Das Rekursgericht bestätigte über Rekurs der Kinder diese Entscheidung. Es erwiderte der Rechtsrüge, dass nach der Rechtsprechung des Obersten Gerichtshofs der Unterhaltsberechtigte sich nicht darauf verweisen lassen müsse, dass ihm der Unterhaltspflichtige die (luxuriöse) Ehewohnung zur Verfügung stelle und dadurch seine Unterhaltspflicht zur Gänze erfülle. In solchen Fällen werde auch ein entsprechender Bedarf an Barmitteln bejaht. Dem liege der Gedanke zugrunde, dass der Unterhaltsberechtigte sich nicht ohne Weiteres aussuchen könne, seine Wohnversorgung anderweitig zu decken. Neben der Wohnversorgung bestünden eben auch andere Bedürfnisse, die gedeckt werden müssten. Die Wohnkostenersparnis des Unterhaltsberechtigten sei bei der Ausmessung seines Unterhaltsanspruchs angemessen zu berücksichtigen. Dabei sei auf das marktkonforme periodische Entgelt für eine seinen Bedürfnissen und Lebensverhältnissen entsprechende Wohnung abzustellen (7 Ob 178/02f; vgl SZ 2004/121). Diese Überlegungen müssten aber auch für den Unterhaltspflichtigen gelten. Stelle ihm der Dienstgeber eine für seinen Bedarf zu große Dienstwohnung zur Verfügung, wobei er auf diesen Umstand in der Regel keinen Einfluss habe, könne er nicht auf die ihm solcherart zufließenden fiktiven Einkünfte verwiesen werden. Dies zeige der vorliegende Fall anschaulich. Ginge es nach dem Begehren der Minderjährigen blieben dem Vater Barmittel von nur 340,49 EUR im Monat, aus denen er nicht nur seine eigenen, über die reine Wohnversorgung hinausgehenden Bedürfnisse zur Gänze, sondern auch diejenigen seiner Gattin und seines Kindes abdecken müsste. Daher führte es zu einem völlig verzerrten und an der Lebensrealität vorbeigehenden Ergebnis, den fiktiven Gesamtwert des Objektes zur Bemessungsgrundlage hinzuzurechnen. Nur die Kosten einer angemessenen Wohnversorgung, die sich der Unterhaltspflichtige durch die Dienstwohnung erspare, könnten als Bestandteil der Unterhaltsbemessungsgrundlage herangezogen werden.

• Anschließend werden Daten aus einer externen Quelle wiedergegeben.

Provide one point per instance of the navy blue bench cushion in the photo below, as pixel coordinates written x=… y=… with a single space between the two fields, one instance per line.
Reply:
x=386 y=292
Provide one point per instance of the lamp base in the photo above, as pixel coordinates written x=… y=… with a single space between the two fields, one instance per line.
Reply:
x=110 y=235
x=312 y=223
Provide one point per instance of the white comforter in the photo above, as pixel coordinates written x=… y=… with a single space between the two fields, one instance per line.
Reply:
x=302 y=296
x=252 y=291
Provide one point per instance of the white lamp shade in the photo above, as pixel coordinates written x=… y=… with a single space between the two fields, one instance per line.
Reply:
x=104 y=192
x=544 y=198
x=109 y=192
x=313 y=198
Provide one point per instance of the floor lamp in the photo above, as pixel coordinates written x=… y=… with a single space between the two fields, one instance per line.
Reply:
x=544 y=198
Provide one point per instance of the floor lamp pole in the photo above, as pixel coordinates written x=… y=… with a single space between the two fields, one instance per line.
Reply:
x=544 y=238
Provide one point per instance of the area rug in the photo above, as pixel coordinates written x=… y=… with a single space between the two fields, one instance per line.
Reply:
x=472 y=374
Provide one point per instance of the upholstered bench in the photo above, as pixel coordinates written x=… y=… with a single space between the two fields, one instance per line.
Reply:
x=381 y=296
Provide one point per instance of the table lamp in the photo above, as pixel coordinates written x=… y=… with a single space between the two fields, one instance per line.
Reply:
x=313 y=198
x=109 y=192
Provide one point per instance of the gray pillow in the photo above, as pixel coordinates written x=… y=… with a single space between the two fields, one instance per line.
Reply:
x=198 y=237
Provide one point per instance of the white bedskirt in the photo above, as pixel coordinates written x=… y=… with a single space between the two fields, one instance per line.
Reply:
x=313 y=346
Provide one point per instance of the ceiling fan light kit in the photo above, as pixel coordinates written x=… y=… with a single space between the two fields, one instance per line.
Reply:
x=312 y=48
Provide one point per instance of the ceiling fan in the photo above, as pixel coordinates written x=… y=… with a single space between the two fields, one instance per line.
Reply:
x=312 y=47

Nachträglich (§ 63 AußStrG) ließ das Rekursgericht den ordentlichen Revisionsrekurs zu. Der Oberste Gerichtshof habe schon darauf verwiesen, dass der Unterhaltsberechtigte vom Unterhaltspflichtigen nicht durch Sachleistungen allein seine Unterhaltsansprüche befriedigen lassen müsse, etwa durch Zurverfügungstellung einer zu großen Wohnung, sondern dass ihm auch angemessene Mittel zur Bestreitung der sonstigen Bedürfnisse bleiben müssten. Die gleiche Überlegung treffe auf den Unterhaltspflichtigen zu. Eine ausdrückliche Entscheidung des Obersten Gerichtshofs dazu liege aber noch nicht vor.
Rechtliche Beurteilung
Der gegen die Entscheidung des Rekursgerichts erhobene, vom Vater nicht beantwortete Revisionsrekurs der Minderjährigen ist zwar aus dem vom Rekursgericht genannten Grund zulässig, aber nicht berechtigt.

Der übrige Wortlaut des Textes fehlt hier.